Partitioning: Divide large into small pieces to manage it effectively.
Where Partitioning will help to improve
- Useful where we have to periodically load and remove or purge the subsets of data
- Maintenance activities will complete quickly as compared to large tables.
- Performance will increase because partitions relevant to queries stores in mem so it reduces the fetch time.
- complex analytic queries can easily operates to individual partitions
History of partitioning in postgres
V8.1 (2005)
V9 :
Partitioning work with table inheritance, check constraints and trigger functions to redirect the data
Range and List Partitioning Supported.
V10
Partitioning Syntax added in this version.
No need to use a trigger function to redirect the data , internal function will work for this
Range and List Partitioning Supported.
v11
Support default partitions : where there is a no partition condition it will add in default partition
Hash partitions introduce
parallel partition scans
Optimizer partition eliminations
v12
Foreign keys can now reference partitioned tables
handling of tablespace assigned to partitioning.
psql enhancements
Range Partitioning : divide data according tpo the range
---Date/Time range
--- Price Range
--Year /Month
List Partitioning : any discrete list( no range)
--States/Cities
Hash Partitioning:
A table is partitioned by specifying a modulus and remainder for each partition.
Declarative Partitioning
Used a proper declarative syntax for creating a partitioning.

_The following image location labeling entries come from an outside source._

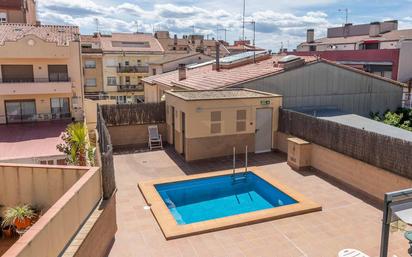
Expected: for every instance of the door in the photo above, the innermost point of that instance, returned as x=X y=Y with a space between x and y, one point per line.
x=20 y=111
x=263 y=135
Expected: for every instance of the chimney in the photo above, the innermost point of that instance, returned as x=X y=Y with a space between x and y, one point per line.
x=182 y=71
x=310 y=36
x=217 y=56
x=374 y=29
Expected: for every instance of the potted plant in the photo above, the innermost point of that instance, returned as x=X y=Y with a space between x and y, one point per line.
x=19 y=216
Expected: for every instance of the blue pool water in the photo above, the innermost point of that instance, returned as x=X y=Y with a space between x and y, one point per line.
x=216 y=197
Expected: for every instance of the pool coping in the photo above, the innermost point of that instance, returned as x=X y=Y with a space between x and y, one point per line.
x=172 y=230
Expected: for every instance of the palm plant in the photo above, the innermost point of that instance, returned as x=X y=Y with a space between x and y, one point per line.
x=76 y=145
x=18 y=215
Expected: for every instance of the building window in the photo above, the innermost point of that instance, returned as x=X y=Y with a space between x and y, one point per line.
x=3 y=17
x=90 y=64
x=241 y=120
x=312 y=48
x=91 y=82
x=59 y=105
x=121 y=99
x=111 y=81
x=215 y=122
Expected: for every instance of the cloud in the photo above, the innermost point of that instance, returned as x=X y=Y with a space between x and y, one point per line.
x=271 y=26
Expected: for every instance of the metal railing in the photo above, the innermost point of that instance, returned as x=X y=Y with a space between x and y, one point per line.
x=22 y=118
x=59 y=78
x=133 y=69
x=127 y=88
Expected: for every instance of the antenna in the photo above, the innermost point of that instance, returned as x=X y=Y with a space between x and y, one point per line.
x=243 y=26
x=346 y=10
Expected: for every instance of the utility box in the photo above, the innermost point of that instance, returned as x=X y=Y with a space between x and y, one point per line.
x=299 y=153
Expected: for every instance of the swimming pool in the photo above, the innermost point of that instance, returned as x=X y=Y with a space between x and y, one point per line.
x=189 y=205
x=216 y=197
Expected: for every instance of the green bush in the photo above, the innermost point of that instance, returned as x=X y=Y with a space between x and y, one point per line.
x=401 y=118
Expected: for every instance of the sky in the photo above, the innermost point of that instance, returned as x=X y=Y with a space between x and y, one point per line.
x=278 y=22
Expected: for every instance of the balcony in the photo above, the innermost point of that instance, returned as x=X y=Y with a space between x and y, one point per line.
x=36 y=86
x=130 y=88
x=133 y=69
x=22 y=118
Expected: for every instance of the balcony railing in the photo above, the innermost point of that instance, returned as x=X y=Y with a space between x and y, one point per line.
x=133 y=69
x=59 y=78
x=37 y=117
x=128 y=88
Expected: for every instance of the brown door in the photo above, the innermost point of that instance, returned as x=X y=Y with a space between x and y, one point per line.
x=58 y=73
x=17 y=73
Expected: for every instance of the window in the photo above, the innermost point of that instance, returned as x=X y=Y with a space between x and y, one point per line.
x=59 y=105
x=91 y=82
x=215 y=122
x=111 y=81
x=121 y=99
x=241 y=120
x=3 y=17
x=90 y=64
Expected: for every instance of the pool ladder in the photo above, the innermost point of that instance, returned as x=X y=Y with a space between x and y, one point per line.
x=240 y=178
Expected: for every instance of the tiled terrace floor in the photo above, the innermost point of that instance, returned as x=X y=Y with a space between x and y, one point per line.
x=345 y=221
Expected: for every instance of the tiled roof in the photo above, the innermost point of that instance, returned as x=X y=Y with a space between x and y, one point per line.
x=148 y=41
x=175 y=57
x=61 y=35
x=205 y=77
x=393 y=35
x=219 y=94
x=11 y=4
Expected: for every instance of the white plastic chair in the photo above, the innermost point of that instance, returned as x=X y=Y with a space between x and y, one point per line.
x=155 y=139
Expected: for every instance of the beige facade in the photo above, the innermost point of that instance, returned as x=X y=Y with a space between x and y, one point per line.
x=212 y=126
x=92 y=73
x=18 y=12
x=40 y=80
x=119 y=62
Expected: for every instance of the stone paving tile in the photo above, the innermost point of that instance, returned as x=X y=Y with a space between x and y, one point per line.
x=345 y=221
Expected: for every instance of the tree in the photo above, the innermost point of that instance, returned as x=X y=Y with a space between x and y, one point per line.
x=76 y=145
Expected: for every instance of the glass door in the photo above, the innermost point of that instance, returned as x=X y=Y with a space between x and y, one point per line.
x=20 y=111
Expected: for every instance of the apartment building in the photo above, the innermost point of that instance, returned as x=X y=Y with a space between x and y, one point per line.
x=302 y=81
x=40 y=73
x=92 y=60
x=378 y=47
x=18 y=11
x=115 y=64
x=190 y=43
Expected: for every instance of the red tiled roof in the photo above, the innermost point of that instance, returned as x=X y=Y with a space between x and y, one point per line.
x=61 y=35
x=11 y=4
x=205 y=77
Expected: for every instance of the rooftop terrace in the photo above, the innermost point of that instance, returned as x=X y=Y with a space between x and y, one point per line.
x=346 y=221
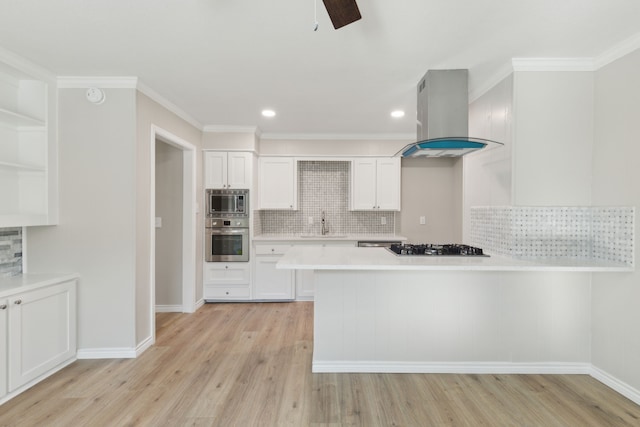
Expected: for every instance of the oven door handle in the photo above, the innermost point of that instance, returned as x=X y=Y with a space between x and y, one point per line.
x=228 y=231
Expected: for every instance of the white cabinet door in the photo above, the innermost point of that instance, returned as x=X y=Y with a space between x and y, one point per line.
x=363 y=184
x=215 y=169
x=388 y=184
x=239 y=170
x=3 y=347
x=375 y=184
x=224 y=170
x=42 y=331
x=271 y=283
x=277 y=185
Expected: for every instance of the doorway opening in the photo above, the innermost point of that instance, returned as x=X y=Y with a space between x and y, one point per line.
x=173 y=224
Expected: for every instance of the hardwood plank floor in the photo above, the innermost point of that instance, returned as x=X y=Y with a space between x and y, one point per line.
x=249 y=364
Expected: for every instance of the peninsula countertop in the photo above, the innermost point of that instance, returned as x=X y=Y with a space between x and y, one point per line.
x=356 y=258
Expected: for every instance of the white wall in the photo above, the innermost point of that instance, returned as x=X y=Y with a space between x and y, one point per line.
x=430 y=188
x=553 y=138
x=168 y=274
x=616 y=177
x=96 y=233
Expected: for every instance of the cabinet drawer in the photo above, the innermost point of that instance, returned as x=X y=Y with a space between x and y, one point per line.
x=277 y=249
x=226 y=273
x=226 y=292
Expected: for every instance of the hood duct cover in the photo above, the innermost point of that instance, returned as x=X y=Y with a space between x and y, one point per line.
x=443 y=117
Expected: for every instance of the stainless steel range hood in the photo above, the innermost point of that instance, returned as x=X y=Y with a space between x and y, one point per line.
x=443 y=117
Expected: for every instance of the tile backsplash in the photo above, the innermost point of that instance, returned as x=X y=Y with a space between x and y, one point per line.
x=594 y=232
x=323 y=186
x=10 y=251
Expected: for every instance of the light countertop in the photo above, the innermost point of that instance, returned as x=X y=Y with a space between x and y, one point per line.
x=355 y=258
x=330 y=237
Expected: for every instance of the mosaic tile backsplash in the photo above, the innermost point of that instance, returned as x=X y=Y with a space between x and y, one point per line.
x=10 y=251
x=323 y=186
x=600 y=233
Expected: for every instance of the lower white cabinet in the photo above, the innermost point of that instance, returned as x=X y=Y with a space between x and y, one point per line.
x=269 y=282
x=227 y=281
x=37 y=333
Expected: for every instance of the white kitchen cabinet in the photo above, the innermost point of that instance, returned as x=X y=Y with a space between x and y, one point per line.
x=375 y=184
x=37 y=331
x=277 y=184
x=225 y=170
x=269 y=282
x=28 y=148
x=227 y=281
x=4 y=349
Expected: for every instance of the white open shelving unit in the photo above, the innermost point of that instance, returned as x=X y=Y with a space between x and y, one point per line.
x=28 y=148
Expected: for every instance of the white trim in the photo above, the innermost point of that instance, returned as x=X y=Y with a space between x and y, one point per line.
x=83 y=82
x=108 y=353
x=618 y=51
x=168 y=308
x=553 y=64
x=337 y=136
x=450 y=368
x=231 y=129
x=621 y=387
x=155 y=96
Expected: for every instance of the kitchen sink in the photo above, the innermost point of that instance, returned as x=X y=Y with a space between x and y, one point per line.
x=325 y=236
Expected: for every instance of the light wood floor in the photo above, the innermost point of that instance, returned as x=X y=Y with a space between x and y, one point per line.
x=250 y=365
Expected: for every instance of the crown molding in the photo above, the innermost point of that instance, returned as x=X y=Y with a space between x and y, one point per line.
x=103 y=82
x=618 y=51
x=231 y=129
x=345 y=137
x=155 y=96
x=553 y=64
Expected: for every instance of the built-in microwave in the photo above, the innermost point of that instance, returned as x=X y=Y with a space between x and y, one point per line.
x=227 y=203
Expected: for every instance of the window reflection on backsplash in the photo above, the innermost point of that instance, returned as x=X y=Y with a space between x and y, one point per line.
x=10 y=251
x=323 y=186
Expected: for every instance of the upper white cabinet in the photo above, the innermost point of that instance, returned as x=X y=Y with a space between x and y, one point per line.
x=227 y=169
x=375 y=184
x=277 y=184
x=28 y=148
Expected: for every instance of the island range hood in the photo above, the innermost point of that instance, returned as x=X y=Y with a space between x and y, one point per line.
x=443 y=117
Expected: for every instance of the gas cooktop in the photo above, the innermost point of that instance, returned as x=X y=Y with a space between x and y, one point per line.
x=431 y=249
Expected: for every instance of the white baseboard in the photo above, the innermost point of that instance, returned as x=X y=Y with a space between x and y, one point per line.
x=107 y=353
x=169 y=308
x=612 y=382
x=451 y=368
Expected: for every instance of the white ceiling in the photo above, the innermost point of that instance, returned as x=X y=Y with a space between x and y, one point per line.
x=223 y=61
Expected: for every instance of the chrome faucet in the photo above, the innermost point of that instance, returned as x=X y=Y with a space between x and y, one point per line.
x=324 y=229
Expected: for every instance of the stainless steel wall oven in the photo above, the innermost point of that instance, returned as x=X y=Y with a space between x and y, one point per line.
x=227 y=226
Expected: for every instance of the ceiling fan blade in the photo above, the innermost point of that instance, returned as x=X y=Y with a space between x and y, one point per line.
x=342 y=12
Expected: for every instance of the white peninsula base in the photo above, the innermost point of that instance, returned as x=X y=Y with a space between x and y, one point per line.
x=451 y=321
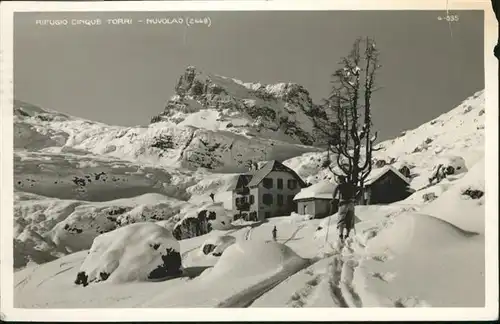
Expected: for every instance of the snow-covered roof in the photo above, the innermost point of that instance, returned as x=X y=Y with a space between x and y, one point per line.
x=377 y=173
x=321 y=190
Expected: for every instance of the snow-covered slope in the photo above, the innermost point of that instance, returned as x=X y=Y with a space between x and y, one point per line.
x=423 y=251
x=162 y=144
x=457 y=133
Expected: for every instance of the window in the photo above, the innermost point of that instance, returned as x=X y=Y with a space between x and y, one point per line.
x=267 y=183
x=267 y=199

like Partition by range, Partition by list, Partition by hash
test=# create table item ( itemid int not null, logdate date not null, sales int ) partition by range (logdate);
CREATE TABLE
test=# create table item1 partition of item for values from ('2006-02-01') to ('2006-03-31');
CREATE TABLE
test=# create table item2 partition of item for values from ('2006-04-01') to ('2006-05-31');
CREATE TABLE
test=# \d+ item
Partitioned table "public.item"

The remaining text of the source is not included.